Silvery marmoset – Pixie and Undi welcomed a new baby silvery marmoset to their group on 8 August. These monkeys can be easily spotted due to their silver-white bodies and bald ears and faces. They are a very vocal species of monkey with different calls to express excitement when playing, or to alert each other of danger as they would in their native forests of South America.
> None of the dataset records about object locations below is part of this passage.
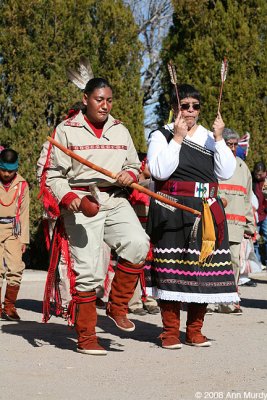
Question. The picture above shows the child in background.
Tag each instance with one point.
(140, 305)
(14, 230)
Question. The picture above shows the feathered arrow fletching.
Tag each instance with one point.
(173, 77)
(224, 69)
(82, 75)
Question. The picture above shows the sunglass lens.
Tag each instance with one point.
(186, 106)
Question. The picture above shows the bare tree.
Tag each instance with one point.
(153, 18)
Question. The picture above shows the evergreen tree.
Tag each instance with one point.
(203, 32)
(39, 39)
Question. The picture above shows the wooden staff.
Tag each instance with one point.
(224, 69)
(113, 176)
(173, 77)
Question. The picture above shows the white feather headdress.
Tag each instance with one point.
(82, 75)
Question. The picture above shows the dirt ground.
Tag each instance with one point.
(39, 361)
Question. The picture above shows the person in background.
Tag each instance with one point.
(260, 189)
(186, 161)
(14, 230)
(94, 134)
(237, 192)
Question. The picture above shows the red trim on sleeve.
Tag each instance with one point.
(227, 186)
(133, 176)
(97, 131)
(68, 198)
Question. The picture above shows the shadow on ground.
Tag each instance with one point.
(253, 303)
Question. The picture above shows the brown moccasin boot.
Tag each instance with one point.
(194, 323)
(122, 290)
(85, 323)
(170, 314)
(9, 312)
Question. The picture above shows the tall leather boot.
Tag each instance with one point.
(195, 318)
(9, 312)
(0, 303)
(122, 290)
(170, 314)
(85, 323)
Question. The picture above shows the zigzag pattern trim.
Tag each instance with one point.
(194, 251)
(194, 273)
(220, 264)
(228, 298)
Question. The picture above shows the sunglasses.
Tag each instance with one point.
(229, 144)
(186, 106)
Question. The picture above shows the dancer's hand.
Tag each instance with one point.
(218, 127)
(74, 205)
(124, 178)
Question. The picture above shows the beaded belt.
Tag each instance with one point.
(192, 189)
(6, 220)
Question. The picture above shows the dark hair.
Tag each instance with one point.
(259, 166)
(96, 83)
(9, 156)
(142, 156)
(184, 91)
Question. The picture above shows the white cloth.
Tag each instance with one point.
(163, 157)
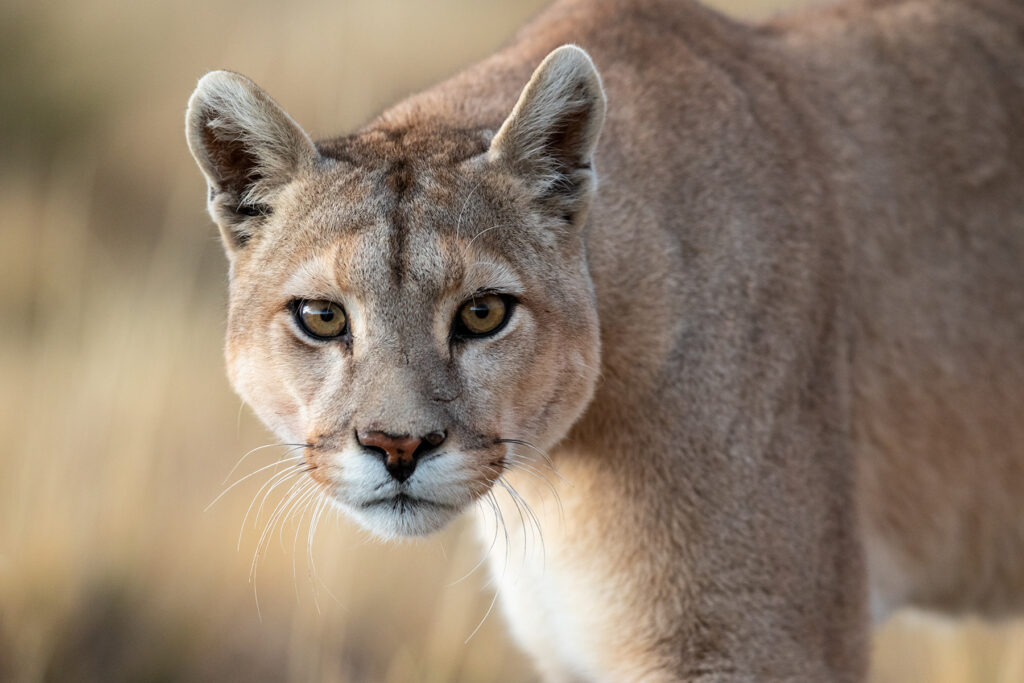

De Brazzas monkey – On 9 August De Brazzas monkey Ludo gave birth to a baby fathered by her breeding partner Tom. Visitors to Twycross Zoo will be able to identify these monkeys by their very distinctive markings of orange brows and white beards on their faces. They are a type of monkey known as a guenon, which means they are only found in the wild in sub-Saharan Africa. They are a very shy species of monkey and are often hunted for food or killed by farmers who believe them to be agricultural pests.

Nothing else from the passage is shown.